「日本国憲法」ってなんだったっけ? 09年版・№5      

 日本国憲法第9条。「①日本国民は、正義と秩序を基調とする国際平和を誠実に希求し国権の発動たる戦争と、武力による威嚇又は武力の行使は、国際紛争を解決する手段としては、永久にこれを放棄する。②前項の目的を達するため、陸海空軍その他の戦力は、これを保持しない。国の交戦権はこれを認めない」
 前文で、国民の「平和のうちに生存する権利」を保障したのと一体のものとして、政府に対し、戦争をすること、戦力をもつことを断じて禁じた世界的に有名な条文です。

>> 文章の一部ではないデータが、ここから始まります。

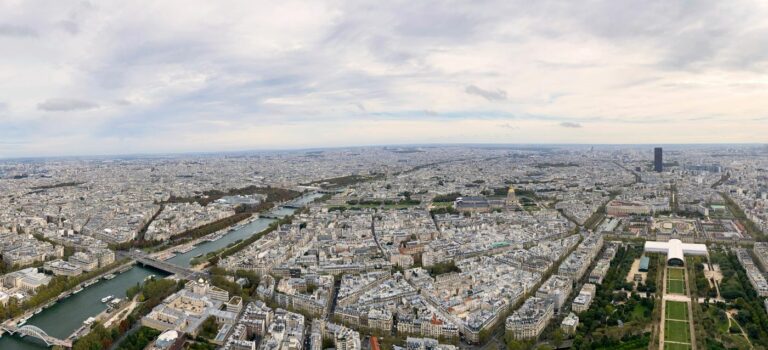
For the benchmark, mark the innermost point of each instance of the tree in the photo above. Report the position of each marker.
(558, 337)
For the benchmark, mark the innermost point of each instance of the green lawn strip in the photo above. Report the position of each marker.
(676, 346)
(675, 287)
(677, 310)
(675, 273)
(676, 331)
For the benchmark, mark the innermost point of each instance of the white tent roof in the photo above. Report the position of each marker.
(675, 248)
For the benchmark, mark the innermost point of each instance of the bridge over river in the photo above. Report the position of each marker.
(32, 331)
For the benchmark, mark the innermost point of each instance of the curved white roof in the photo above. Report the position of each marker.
(675, 248)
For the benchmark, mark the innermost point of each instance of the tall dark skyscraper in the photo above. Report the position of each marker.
(658, 163)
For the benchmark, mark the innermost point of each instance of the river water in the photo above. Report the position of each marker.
(68, 315)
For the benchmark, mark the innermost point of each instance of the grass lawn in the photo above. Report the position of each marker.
(675, 346)
(676, 331)
(676, 286)
(677, 310)
(674, 273)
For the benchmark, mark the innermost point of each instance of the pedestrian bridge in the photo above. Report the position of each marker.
(32, 331)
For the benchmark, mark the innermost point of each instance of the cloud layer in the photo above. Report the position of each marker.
(127, 77)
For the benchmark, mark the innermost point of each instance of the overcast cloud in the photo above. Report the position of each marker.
(170, 76)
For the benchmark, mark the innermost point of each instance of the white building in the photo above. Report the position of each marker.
(675, 250)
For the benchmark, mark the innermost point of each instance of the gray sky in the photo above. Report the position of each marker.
(171, 76)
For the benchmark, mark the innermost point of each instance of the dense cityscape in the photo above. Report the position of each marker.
(399, 247)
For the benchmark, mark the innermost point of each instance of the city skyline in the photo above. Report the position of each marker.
(116, 78)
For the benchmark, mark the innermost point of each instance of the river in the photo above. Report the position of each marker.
(67, 315)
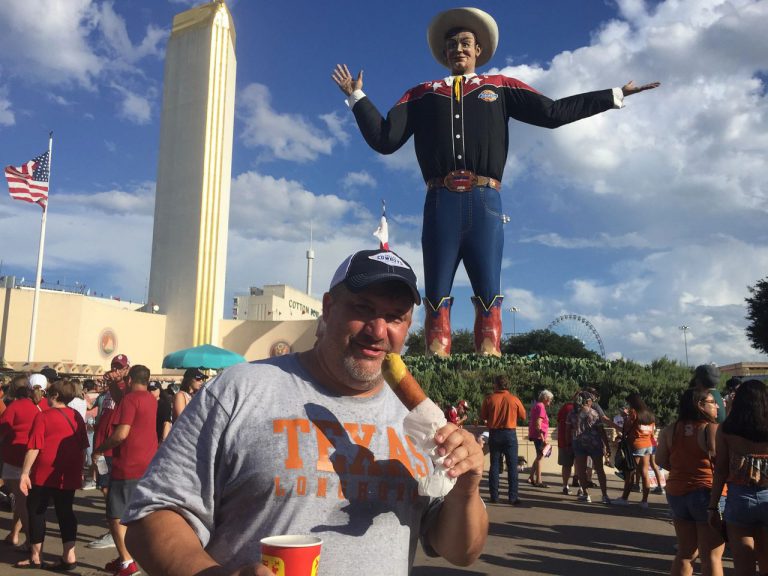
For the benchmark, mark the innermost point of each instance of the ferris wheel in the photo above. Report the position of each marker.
(580, 328)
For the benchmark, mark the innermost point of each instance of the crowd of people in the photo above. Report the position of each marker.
(59, 435)
(715, 452)
(224, 478)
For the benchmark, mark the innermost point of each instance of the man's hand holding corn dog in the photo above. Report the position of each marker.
(463, 455)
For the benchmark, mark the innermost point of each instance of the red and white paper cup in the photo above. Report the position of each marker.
(291, 554)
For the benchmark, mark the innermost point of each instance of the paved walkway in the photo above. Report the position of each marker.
(552, 534)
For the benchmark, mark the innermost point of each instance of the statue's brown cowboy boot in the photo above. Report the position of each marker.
(488, 326)
(437, 327)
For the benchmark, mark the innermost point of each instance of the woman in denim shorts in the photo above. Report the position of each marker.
(687, 449)
(742, 462)
(639, 427)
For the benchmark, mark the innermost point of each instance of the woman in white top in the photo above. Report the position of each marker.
(192, 382)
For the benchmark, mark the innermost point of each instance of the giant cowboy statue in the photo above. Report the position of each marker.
(459, 125)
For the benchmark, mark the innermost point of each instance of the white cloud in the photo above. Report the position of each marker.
(58, 99)
(115, 32)
(275, 209)
(358, 180)
(403, 160)
(84, 239)
(7, 117)
(139, 200)
(285, 136)
(83, 41)
(673, 185)
(603, 240)
(269, 225)
(133, 107)
(336, 124)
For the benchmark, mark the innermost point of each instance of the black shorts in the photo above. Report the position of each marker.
(120, 492)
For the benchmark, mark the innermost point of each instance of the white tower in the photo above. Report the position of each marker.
(310, 258)
(189, 248)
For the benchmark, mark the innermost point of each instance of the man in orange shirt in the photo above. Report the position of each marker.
(501, 412)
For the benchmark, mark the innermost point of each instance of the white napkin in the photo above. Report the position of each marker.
(421, 424)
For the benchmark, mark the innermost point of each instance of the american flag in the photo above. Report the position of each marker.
(29, 182)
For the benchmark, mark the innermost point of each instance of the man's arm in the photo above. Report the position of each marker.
(25, 483)
(629, 88)
(383, 135)
(460, 530)
(149, 540)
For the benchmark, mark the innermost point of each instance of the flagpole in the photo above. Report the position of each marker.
(38, 278)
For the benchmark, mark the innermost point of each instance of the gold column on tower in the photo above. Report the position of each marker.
(189, 248)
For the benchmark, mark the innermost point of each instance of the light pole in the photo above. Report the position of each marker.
(684, 328)
(514, 311)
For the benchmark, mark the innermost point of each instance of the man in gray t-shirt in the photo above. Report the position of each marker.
(310, 443)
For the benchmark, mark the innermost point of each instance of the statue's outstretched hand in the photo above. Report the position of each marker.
(345, 81)
(629, 88)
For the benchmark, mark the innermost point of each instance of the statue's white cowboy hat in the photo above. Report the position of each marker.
(481, 23)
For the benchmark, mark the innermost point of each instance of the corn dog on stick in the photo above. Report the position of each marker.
(401, 381)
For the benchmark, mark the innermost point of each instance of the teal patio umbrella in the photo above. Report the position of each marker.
(205, 356)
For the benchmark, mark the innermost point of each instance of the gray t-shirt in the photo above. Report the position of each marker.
(265, 450)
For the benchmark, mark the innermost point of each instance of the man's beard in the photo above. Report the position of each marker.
(361, 372)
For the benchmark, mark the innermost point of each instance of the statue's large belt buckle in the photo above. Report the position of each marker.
(460, 180)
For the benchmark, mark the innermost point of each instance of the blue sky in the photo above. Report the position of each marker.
(641, 219)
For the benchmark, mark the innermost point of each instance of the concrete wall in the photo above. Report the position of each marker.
(255, 339)
(75, 329)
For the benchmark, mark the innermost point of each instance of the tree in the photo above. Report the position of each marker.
(757, 314)
(547, 342)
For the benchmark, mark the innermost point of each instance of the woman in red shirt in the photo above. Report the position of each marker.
(15, 424)
(52, 470)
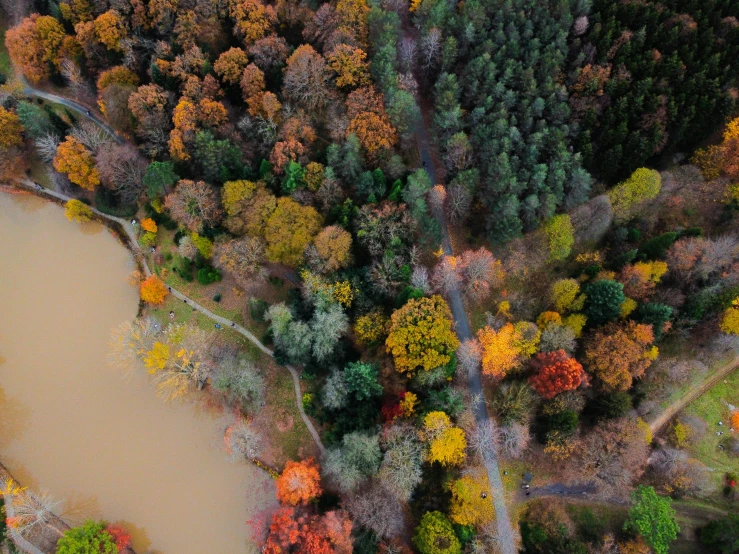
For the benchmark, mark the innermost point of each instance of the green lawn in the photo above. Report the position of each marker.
(712, 407)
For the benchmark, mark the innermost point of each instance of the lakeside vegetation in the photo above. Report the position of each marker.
(269, 158)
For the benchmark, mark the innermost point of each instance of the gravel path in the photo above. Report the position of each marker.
(673, 409)
(507, 539)
(130, 231)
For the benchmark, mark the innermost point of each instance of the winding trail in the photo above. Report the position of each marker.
(130, 231)
(693, 394)
(79, 108)
(507, 539)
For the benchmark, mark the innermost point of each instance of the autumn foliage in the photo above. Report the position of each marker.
(618, 354)
(299, 482)
(73, 159)
(500, 353)
(294, 530)
(153, 290)
(557, 373)
(35, 45)
(421, 335)
(10, 129)
(447, 443)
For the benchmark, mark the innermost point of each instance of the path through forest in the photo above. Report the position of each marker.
(506, 537)
(130, 231)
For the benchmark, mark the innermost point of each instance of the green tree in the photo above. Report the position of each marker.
(603, 301)
(435, 535)
(34, 119)
(656, 315)
(722, 535)
(159, 178)
(652, 517)
(91, 538)
(561, 235)
(361, 380)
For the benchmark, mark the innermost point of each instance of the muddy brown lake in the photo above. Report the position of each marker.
(101, 442)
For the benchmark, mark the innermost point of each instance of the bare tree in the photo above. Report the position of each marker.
(33, 509)
(400, 471)
(484, 439)
(377, 509)
(459, 202)
(469, 355)
(430, 48)
(122, 169)
(46, 147)
(76, 81)
(420, 279)
(243, 258)
(243, 441)
(514, 439)
(407, 53)
(91, 135)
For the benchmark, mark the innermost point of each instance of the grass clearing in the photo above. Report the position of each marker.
(712, 407)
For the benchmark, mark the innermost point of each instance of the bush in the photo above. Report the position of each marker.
(435, 535)
(658, 246)
(257, 309)
(183, 267)
(603, 301)
(91, 537)
(208, 275)
(644, 184)
(107, 202)
(610, 406)
(654, 314)
(561, 235)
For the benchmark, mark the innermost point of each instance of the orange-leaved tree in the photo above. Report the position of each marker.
(500, 350)
(289, 229)
(421, 335)
(299, 482)
(77, 211)
(73, 159)
(447, 443)
(153, 290)
(35, 45)
(10, 129)
(618, 354)
(557, 373)
(294, 530)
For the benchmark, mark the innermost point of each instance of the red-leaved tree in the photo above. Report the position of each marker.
(299, 482)
(557, 373)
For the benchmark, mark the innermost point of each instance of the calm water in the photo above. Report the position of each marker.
(71, 424)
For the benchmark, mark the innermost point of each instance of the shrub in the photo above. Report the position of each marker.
(561, 235)
(75, 210)
(603, 301)
(91, 537)
(658, 246)
(644, 184)
(435, 535)
(208, 275)
(656, 315)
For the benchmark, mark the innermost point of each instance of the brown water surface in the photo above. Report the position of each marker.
(69, 423)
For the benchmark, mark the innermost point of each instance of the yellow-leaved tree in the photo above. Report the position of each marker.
(289, 229)
(500, 352)
(471, 504)
(421, 335)
(77, 211)
(10, 129)
(73, 159)
(447, 443)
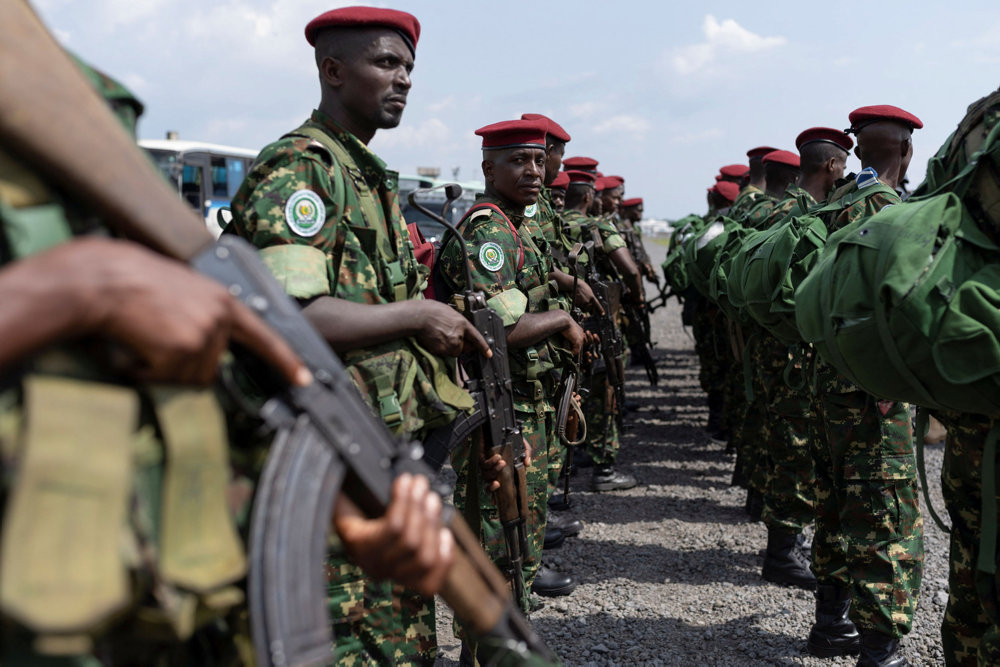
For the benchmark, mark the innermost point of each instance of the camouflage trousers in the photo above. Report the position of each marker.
(750, 399)
(603, 441)
(539, 430)
(869, 531)
(970, 631)
(377, 623)
(790, 487)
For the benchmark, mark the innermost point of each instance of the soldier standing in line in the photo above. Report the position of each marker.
(324, 211)
(70, 293)
(869, 532)
(509, 261)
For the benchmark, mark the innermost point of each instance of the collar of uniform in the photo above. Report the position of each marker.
(369, 163)
(513, 214)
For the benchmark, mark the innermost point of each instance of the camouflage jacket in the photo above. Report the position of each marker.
(509, 260)
(324, 210)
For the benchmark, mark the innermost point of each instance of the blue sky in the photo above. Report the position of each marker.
(661, 93)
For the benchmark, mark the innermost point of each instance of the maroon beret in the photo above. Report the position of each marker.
(866, 115)
(760, 151)
(580, 163)
(734, 170)
(405, 24)
(560, 181)
(555, 129)
(727, 189)
(577, 176)
(787, 158)
(513, 134)
(826, 135)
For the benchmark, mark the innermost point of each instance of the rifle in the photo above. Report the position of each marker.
(567, 424)
(490, 386)
(327, 439)
(612, 346)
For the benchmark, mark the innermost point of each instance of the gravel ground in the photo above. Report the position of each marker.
(669, 571)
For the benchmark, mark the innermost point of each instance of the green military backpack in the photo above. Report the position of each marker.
(722, 283)
(701, 251)
(906, 303)
(906, 306)
(771, 267)
(674, 271)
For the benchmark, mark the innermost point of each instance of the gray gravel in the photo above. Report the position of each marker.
(669, 571)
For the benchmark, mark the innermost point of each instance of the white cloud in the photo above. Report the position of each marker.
(721, 39)
(685, 138)
(624, 124)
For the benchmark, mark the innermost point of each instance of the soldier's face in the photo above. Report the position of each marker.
(516, 174)
(558, 198)
(375, 83)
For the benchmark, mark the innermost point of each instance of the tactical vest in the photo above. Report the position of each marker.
(111, 484)
(409, 388)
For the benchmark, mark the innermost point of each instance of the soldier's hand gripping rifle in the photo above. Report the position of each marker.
(612, 345)
(328, 441)
(489, 383)
(570, 420)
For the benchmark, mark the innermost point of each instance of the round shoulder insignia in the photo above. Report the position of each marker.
(305, 213)
(491, 256)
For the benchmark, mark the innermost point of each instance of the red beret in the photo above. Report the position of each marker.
(555, 129)
(786, 158)
(824, 134)
(734, 170)
(560, 181)
(727, 189)
(514, 134)
(865, 115)
(405, 24)
(580, 163)
(576, 176)
(760, 151)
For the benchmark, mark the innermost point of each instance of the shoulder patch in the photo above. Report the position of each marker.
(305, 213)
(491, 256)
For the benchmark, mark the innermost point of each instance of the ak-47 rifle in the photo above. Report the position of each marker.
(327, 440)
(490, 385)
(569, 416)
(608, 294)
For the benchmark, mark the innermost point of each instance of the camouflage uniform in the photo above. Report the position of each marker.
(869, 531)
(970, 630)
(510, 262)
(603, 439)
(127, 481)
(324, 211)
(789, 495)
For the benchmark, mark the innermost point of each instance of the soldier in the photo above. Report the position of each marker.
(97, 442)
(509, 261)
(324, 211)
(557, 191)
(868, 547)
(613, 260)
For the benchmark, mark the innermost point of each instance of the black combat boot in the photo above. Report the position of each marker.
(784, 563)
(833, 633)
(878, 650)
(606, 478)
(550, 583)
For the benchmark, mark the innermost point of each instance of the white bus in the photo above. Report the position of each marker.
(206, 175)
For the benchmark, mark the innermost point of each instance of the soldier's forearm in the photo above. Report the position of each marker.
(347, 325)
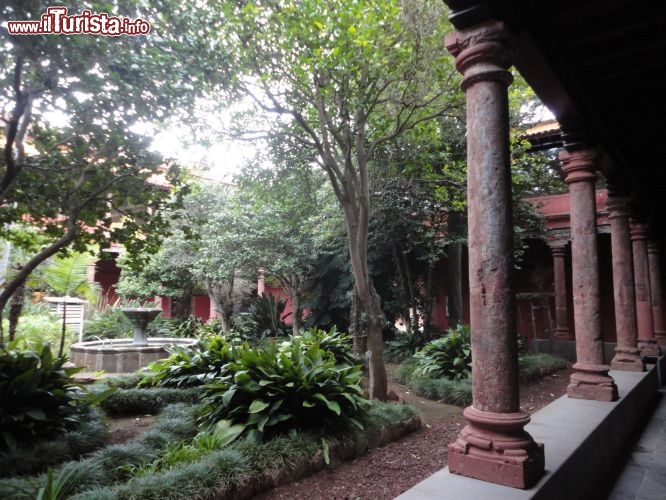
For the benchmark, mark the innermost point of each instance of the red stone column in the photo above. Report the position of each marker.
(562, 331)
(494, 445)
(645, 322)
(656, 293)
(627, 355)
(590, 379)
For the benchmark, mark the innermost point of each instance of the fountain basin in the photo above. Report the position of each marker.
(122, 355)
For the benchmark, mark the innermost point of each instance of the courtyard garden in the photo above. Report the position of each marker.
(226, 418)
(299, 169)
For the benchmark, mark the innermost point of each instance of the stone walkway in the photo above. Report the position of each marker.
(643, 476)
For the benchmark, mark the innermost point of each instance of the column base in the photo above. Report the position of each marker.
(628, 359)
(494, 447)
(649, 348)
(562, 334)
(592, 382)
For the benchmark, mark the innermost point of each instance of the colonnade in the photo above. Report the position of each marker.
(494, 445)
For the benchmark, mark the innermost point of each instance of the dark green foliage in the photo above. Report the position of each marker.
(382, 414)
(455, 392)
(110, 324)
(37, 397)
(449, 356)
(535, 366)
(406, 370)
(89, 435)
(338, 344)
(187, 328)
(124, 381)
(264, 319)
(268, 392)
(144, 401)
(169, 461)
(403, 347)
(459, 392)
(279, 452)
(191, 366)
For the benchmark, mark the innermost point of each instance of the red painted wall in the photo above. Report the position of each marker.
(107, 274)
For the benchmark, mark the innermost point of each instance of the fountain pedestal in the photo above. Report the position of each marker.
(140, 317)
(125, 355)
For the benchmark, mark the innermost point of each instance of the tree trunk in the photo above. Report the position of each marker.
(356, 327)
(15, 308)
(428, 303)
(296, 303)
(63, 332)
(183, 307)
(368, 299)
(456, 228)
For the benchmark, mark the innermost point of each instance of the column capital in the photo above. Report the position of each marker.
(579, 165)
(483, 53)
(617, 205)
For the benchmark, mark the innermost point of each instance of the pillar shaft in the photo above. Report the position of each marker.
(656, 293)
(627, 356)
(562, 331)
(493, 446)
(590, 379)
(645, 322)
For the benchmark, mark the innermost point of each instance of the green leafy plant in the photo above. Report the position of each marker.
(338, 344)
(535, 366)
(110, 324)
(38, 397)
(449, 356)
(37, 328)
(191, 366)
(264, 318)
(403, 346)
(68, 276)
(270, 391)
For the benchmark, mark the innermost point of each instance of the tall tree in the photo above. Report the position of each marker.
(349, 76)
(286, 221)
(68, 276)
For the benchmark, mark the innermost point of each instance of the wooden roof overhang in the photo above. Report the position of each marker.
(600, 67)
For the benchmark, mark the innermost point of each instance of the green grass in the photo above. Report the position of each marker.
(89, 435)
(171, 462)
(459, 392)
(135, 401)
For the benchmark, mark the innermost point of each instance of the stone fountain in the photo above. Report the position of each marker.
(126, 355)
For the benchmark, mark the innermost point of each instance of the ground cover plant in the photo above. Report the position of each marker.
(39, 398)
(173, 460)
(449, 356)
(276, 389)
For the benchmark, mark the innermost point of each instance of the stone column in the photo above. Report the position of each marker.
(562, 331)
(656, 293)
(645, 322)
(494, 445)
(590, 379)
(627, 355)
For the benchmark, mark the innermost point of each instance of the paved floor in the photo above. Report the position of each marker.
(581, 438)
(643, 476)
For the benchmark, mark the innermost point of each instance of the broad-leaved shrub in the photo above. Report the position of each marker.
(449, 356)
(271, 391)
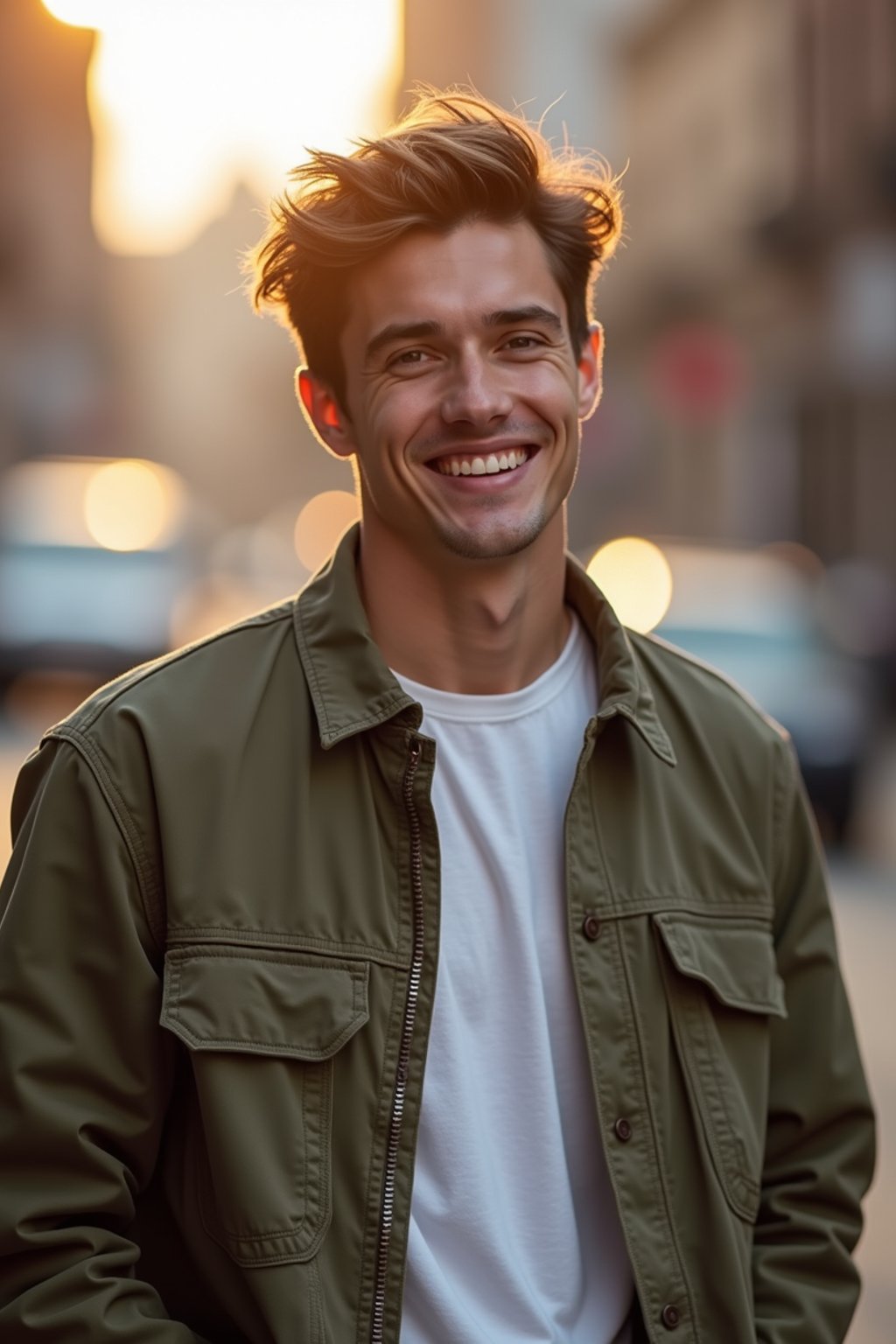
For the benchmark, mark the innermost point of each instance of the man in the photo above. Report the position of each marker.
(429, 956)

 国連憲章でも、「加盟国は…武力による威嚇又は武力の行使は…慎まなければならない」(第2条第4項)と言っており、その点では9条1項と同じです。違いは、国連憲章が「慎まなければならない」と慎重な表現ですが、わが憲法は「永久にこれを放棄する」と強烈です。どちらにせよ、趣旨は「原則禁止」です。

 日本は、国連憲章の精神と条文に忠実で、国連中心主義や国際貢献を憲法にもっとも体現している誇らしい国です。

 しかも、武力による威嚇や武力行使の根源にある武力そのもの(戦力)を憲法9条2項で禁止した日本では、国連が原則禁止した武力による威嚇も武力行使も絶対にありえません。

 この条文をもつにいたった背景や意味なども考えてみる必要がありそうです。